1. ”Oravan laulu” (“A Song for a Squirrel”)

This is a famous Finnish lullaby, composed by Aapo Similä (1891–1972). Every Finn knows it by heart, it has become a folk song. The text derives from Seitsemän veljestä (Seven Brothers) written by our national writer Aleksis Kivi (1834–1872). The book is said to be the first significant novel written in the Finnish language (1870). Aleksis Kivi’s birthday, 10 October, is celebrated as Finnish Literature Day.

To calm Natalia down, the therapist hums this song to her at the moment she’s having a mental collapse. The first and the most quoted lines go like this: “Cosily the little squirrel / Cowers in his mossy chamber; / There no hound, its white fangs baring / Nor the cunning, guileful ranger / Ever discovered the way.” (Transl. by Alex Matson, 1952.)

I have chosen here an old-school version of this song sung by an Estonian baritone Georg Ots (1920–1975).
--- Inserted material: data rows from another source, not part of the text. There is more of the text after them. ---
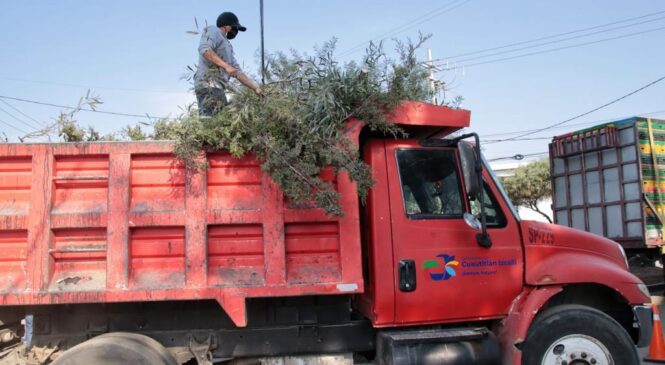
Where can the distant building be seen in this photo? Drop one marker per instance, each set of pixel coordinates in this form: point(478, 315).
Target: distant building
point(504, 169)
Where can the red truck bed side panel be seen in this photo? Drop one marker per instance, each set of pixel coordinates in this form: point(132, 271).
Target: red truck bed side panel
point(128, 222)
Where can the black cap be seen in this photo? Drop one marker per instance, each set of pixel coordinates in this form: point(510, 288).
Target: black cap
point(228, 18)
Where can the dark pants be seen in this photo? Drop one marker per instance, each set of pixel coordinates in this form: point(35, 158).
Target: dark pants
point(211, 101)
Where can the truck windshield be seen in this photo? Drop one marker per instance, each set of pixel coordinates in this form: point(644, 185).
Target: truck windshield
point(500, 188)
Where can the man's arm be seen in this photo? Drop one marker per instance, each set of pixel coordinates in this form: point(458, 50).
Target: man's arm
point(211, 56)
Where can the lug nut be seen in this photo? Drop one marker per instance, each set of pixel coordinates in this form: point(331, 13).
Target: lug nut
point(558, 349)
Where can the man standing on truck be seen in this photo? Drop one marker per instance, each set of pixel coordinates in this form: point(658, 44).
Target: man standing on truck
point(217, 64)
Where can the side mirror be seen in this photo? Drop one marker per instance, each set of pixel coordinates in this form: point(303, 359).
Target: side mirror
point(469, 162)
point(473, 222)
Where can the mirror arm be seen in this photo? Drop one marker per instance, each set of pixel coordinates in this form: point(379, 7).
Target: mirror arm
point(483, 238)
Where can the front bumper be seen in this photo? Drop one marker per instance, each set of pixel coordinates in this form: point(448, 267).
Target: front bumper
point(644, 317)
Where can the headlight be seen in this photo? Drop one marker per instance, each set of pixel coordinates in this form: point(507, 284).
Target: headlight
point(643, 288)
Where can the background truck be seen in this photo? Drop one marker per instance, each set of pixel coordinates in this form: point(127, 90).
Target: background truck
point(610, 180)
point(115, 253)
2. Madonna: “Live to Tell”

The song appears in the novel as a reminiscence of Natalia. It pops up in a chain of associations which link Natalia’s immense agony with a courtroom drama Loved (1997), starring Robin Wright and Sean Penn, a couple at that time. Madonna sings she hopes she lives to tell the secret she has learned, a secret that burns inside of her, until it is told. This is one of the key ideas in therapy as well.

3. Yaël Naïm: “Toxic”

A mellow and purring cover version of ”Toxic” by Yaël Naïm, a French-Israeli singer, (originally performed by Britney Spears). Natalia uses this softporno-ish song – and the following four pieces included in my playlist – as background music for a short movie she shot with her mobile phone. The movie is a reckless execution of an exercise the therapist has suggested to Natalia.

4. Soft Cell: “Darker Times”

“It’s my going-out song,” says Natalia. “I always listen to this when I’m getting ready for a boozy night out.”

5. Juice Leskinen: “Marilyn”

A famous Finnish pop piece, released in 1974. Natalia dances to this song in a seedy bar. The male protagonist of the song expresses his nostalgic infatuation with Marilyn Monroe. This is most probably the first ever Finnish pop song where the onanism is mentioned. Juice Leskinen (1950–2006) said he got the inspiration for the song from a biography of Marilyn Monroe written by Norman Mailer (1973).

David Hackston has made a hilarious translation of the line I quote in the novel: “I always feel best when I look at your chest.” In the Finnish original, this line has no rhyming words. Its humor derives from funny vocabulary.

6. Einstürzende Neubauten: “Was ist ist”

“Collapsing New Builds” is the direct translation of the name of this German industrial band founded in West Berlin in 1980. Einstürzende Neubauten is one of my all-time favourites. As a soundtrack on Natalia’s short movie, this song creates an atmosphere of danger. The violently hacking refrain makes a philosophical claim, which is especially fascinating in the context of fiction: “Was ist, ist / Was nicht ist, ist möglich / Nur was nicht ist, ist möglich” (“What is is / What is not is possible / Only what is not is possible”).

7. Jean Sibelius: Finlandia

Jean Sibelius composed this patriotic symphonic poem (1899–1900) against the Russification of Finland (1899–1905; 1908–1917). Finlandia consists of six tableaus portraying episodes from Finnish history, starting from the mythological Kalevala era. The most well-known tableau is the last one, titled “Finlandia Hymn.” Americans might not have noticed, but Finns did: Part of it was played by the U.S. Marine Band in the 2021 presidential inauguration ceremony of Joe Biden.

In My Friend Natalia, Sibelius’ Finlandia functions as a background music for a gang bang. It takes place in a fancy hotel suite named after the Marshal of Finland Carl Gustaf Emil Mannerheim who was also our sixth president during World War II.

8. Bob Crosby & The Bobcats: “Big Noise from Winnetka”

The soundtrack of arousing desire, the symbol of which is the Mississippi River: “All you need is a set of drums, a bass and a whistle. Can you whistle, Doctor? The boys in New Orleans sure can! There’s a guy who slaps his fat bass in time with the drums while whistling a tune that really gets my Mississippi moving.”


Laura Lindstedt is the author of Oneiron, winner of the Finlandia Prize--the country's highest literary honor. Her works have been sold in eighteen countries. She lives in Helsinki, where she is revising her PhD thesis.